Allen foi pioneiro do free jazz, passou 40 anos na seção de palhetas da Arkestra de Sun Ra e assumiu o comando da extravagante comunidade musical, três anos depois da morte do performático ''saturniano'' - cuja condição de gênio ou charlatão é discutida até hoje.
Mas os experts são unânimes em reconhecer a excelência da música produzida pelo sexagenário Andrew Hill e pelo trompetista-compositor Tom Harrell, 57 anos.
Hill é um compositor dark, denso, inventor de harmonias difusas, politonais, e um improvisador minimalista. Vem ao Chivas com um trio (John Hebert, baixo; Nasheet Waits, bateria) e não com a orquestra no comando da qual gravou ao vivo, em 2002, o CD A beautiful day, recebido pela crítica mais exigente como um dos pontos culminantes de sua discografia.
Nos últimos dois anos, Tom Harrell foi o terceiro colocado no referendo anual dos leitores da Down Beat, logo depois de Dave Douglas e Roy Hargrove. Tocou muitos anos no grupo do saxofonista Phil Woods, lutou contra a esquizofrenia e afirmou-se como um admirável estilista, tendo como base o som caloroso de Art Farmer, a pungência de Kenny Wheeler e o senso espacial de Miles Davis. Vem ao Brasil à frente de um quinteto, integrado pelos emergentes Xavier Davis (piano) e Jimmy Greene (sax tenor).
Julian ''Cannonball'' Adderley é a razão de ser da Legacy Band do baterista Louis Hayes, 66 anos, pioneiro do hard bop, ao lado daquele prodigioso sax alto, falecido em 1978, aos 49 anos. O quinteto que recria o seu legado tem, na linha de frente, Vincent Herring - a reencarnação musical de ''Cannonball'' - e Jeremy Pelt, trompetista-revelação de 27 anos. O quinteto é de primeira e vai agradar a gregos e troianos.
Sheila Jordan (75 anos), como a falecida Betty ''Bebop'' Carter, é uma artista cujo instrumento é a voz e não uma simples vocalista que se sente à vontade num clima jazzístico. Sempre esteve na companhia de músicos avançados, como é caso do excepcional (e subestimado) pianista Steve Kuhn (66 anos), em companhia de quem vai encerrar a segunda noite do Chivas Festival, no Rio.
O notável acordeonista Richard Galliano, 53, que se apresentou no Brasil em 2002, em duo com Michel Portal, será o representante do jazz europeu no Chivas.

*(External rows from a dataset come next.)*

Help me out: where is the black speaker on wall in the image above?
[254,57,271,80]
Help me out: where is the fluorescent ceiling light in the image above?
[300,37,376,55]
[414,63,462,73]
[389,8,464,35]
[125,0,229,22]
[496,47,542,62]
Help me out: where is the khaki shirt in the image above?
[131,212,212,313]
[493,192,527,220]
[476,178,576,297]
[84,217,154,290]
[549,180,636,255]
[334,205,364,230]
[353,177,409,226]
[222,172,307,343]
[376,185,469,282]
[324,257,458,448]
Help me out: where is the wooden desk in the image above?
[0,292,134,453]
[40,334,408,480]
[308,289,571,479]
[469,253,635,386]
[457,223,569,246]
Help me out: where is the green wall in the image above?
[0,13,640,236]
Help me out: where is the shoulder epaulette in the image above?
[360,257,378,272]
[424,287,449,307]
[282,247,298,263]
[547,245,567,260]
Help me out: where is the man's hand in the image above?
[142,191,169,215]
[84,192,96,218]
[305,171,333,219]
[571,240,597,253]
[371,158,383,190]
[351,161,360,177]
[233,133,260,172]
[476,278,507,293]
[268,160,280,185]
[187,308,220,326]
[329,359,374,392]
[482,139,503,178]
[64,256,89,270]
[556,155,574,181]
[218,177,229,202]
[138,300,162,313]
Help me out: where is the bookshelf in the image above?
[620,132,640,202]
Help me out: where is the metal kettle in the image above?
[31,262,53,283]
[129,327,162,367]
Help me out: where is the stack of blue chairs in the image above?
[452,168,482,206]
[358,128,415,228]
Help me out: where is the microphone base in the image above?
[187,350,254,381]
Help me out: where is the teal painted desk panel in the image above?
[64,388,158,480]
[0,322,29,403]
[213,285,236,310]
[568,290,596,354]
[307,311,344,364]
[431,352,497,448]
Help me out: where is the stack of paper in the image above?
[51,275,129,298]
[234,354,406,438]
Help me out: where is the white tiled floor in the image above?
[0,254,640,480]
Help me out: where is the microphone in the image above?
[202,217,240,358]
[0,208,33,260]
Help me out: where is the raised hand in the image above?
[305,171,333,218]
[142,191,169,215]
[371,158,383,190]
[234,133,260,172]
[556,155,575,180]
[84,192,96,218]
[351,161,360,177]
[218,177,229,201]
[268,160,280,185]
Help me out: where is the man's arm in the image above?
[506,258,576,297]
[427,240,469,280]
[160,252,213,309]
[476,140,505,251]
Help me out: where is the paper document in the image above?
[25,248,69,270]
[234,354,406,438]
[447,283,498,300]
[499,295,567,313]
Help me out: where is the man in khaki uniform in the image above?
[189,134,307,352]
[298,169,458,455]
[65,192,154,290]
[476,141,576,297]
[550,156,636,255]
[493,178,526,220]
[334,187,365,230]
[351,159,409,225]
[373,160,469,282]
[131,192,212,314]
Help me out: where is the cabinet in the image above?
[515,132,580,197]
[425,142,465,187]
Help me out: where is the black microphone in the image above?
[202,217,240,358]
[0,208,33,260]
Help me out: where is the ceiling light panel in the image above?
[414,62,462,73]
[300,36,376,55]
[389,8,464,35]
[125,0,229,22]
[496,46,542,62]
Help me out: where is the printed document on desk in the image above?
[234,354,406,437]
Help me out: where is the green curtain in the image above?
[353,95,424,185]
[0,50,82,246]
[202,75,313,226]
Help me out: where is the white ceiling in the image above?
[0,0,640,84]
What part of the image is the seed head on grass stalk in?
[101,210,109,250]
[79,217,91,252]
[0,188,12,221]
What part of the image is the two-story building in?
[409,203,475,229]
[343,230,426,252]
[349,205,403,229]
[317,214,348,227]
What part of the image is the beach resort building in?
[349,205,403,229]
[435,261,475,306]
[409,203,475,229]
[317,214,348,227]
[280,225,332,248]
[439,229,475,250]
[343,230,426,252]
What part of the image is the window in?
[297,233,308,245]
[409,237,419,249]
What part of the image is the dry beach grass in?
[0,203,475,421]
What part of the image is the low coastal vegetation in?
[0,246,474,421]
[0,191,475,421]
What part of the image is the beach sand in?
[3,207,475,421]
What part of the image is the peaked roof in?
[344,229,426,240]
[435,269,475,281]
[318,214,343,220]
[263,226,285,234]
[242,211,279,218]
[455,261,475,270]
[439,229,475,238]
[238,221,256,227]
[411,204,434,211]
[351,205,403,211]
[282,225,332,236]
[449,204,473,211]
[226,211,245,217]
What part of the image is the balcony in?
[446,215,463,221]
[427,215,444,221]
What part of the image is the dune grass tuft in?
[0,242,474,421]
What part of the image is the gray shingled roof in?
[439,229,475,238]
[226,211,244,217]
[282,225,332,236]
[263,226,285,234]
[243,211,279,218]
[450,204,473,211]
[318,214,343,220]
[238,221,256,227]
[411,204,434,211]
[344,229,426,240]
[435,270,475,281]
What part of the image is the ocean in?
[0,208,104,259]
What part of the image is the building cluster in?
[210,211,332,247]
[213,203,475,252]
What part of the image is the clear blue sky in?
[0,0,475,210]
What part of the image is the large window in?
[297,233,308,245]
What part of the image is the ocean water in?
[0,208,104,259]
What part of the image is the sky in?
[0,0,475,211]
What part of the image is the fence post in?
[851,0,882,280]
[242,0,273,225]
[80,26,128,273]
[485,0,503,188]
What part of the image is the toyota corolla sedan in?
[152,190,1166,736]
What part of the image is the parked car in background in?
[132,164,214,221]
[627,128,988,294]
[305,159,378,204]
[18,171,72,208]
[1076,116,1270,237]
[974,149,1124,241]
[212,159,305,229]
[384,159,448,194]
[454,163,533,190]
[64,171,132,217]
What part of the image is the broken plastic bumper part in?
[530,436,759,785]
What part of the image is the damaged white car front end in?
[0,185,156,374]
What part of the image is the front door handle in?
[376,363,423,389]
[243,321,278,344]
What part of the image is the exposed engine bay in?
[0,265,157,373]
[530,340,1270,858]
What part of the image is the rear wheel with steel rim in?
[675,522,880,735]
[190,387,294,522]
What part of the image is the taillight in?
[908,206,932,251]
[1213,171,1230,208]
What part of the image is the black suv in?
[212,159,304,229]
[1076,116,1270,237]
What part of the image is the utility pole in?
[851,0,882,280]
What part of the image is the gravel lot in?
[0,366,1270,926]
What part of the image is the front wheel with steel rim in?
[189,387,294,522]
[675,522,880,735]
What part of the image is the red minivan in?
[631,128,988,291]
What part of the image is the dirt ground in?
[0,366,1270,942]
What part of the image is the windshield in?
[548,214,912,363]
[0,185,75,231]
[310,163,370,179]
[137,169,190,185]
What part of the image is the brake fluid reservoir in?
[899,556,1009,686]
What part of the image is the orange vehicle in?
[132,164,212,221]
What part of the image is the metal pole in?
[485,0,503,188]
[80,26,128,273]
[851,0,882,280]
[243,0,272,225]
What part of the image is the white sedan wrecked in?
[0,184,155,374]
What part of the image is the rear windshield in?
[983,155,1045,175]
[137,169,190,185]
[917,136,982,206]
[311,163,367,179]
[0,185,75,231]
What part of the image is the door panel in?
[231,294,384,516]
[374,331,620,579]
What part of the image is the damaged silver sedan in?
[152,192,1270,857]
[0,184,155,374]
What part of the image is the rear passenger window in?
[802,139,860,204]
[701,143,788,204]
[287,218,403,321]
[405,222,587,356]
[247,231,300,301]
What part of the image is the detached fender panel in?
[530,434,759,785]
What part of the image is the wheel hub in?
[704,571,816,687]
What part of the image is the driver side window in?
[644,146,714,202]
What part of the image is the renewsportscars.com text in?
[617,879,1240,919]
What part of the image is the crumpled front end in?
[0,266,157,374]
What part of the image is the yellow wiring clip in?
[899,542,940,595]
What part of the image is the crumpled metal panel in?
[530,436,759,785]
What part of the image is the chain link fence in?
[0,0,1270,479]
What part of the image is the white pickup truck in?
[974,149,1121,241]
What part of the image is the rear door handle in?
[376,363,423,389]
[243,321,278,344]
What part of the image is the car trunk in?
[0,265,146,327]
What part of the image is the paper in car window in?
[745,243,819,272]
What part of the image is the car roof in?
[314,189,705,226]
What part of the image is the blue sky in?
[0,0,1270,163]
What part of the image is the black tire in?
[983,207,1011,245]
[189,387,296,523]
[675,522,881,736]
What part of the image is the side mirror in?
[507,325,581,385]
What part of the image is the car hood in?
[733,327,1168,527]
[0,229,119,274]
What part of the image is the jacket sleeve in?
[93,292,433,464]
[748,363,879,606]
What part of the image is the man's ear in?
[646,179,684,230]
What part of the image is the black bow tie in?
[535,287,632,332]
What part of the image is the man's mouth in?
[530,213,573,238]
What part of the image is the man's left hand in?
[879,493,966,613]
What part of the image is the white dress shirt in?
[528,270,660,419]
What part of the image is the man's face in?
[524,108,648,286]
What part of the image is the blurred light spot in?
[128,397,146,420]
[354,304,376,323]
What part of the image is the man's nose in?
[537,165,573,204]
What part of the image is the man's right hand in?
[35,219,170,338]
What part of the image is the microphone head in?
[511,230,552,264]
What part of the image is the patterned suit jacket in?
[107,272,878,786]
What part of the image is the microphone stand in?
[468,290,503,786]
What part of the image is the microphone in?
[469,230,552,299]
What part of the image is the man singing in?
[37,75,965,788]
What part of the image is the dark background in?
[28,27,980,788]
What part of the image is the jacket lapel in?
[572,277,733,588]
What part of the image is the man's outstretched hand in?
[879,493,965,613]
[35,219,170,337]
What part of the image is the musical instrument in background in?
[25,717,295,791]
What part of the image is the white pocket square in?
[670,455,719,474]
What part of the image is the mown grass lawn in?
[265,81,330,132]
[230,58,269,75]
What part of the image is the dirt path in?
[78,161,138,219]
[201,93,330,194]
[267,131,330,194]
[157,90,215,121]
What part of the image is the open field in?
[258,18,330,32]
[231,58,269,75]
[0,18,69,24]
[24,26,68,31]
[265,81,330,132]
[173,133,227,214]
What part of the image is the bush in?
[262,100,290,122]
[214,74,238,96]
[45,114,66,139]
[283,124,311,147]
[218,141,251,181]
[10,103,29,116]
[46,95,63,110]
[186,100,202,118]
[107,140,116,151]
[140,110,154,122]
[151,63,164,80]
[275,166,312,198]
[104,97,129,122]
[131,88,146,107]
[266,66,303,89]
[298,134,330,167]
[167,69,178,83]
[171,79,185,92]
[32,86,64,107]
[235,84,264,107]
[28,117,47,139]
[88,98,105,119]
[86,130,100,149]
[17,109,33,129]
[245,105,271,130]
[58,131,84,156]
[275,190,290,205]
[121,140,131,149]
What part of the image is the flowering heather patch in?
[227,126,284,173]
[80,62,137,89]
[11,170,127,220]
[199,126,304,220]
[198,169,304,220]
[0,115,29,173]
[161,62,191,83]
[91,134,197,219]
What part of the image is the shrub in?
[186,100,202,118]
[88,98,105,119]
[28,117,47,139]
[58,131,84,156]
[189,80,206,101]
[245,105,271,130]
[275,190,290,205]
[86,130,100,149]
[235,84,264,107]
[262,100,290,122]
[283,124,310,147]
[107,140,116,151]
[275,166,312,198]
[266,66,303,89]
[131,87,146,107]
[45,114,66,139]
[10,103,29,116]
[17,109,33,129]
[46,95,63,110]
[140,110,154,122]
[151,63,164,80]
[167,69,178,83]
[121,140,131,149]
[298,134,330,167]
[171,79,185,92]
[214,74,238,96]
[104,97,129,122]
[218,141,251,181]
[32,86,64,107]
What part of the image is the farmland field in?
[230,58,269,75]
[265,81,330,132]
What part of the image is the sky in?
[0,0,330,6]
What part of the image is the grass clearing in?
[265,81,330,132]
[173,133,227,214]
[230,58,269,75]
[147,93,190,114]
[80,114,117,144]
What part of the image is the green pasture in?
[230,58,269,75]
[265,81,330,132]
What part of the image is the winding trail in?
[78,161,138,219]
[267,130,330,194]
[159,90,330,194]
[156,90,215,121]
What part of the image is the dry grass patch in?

Dessa vez, ele traz o French Touch Quartet, ou seja, jazz com um toque de bal musette.
A noite mais longa do festival de maio, na Marina da Glória, será a penúltima. Depois do quinteto de Tom Harrell, os cariocas terão a oportunidade de um reencontro com o sambop de Raul de Souza, 69, grande trombonista e cidadão do mundo, e de descobrir a banda nada ortodoxa do baterista Bobby Previte, 46 anos. A formação da Bump the Renaissance Band de Previte é de espantar os tradicionalistas: Steve Swallow (baixo elétrico), Marty Ehrlich (sax tenor), Wayne Horwitz (piano) e Curtis Fowlkes (trombone).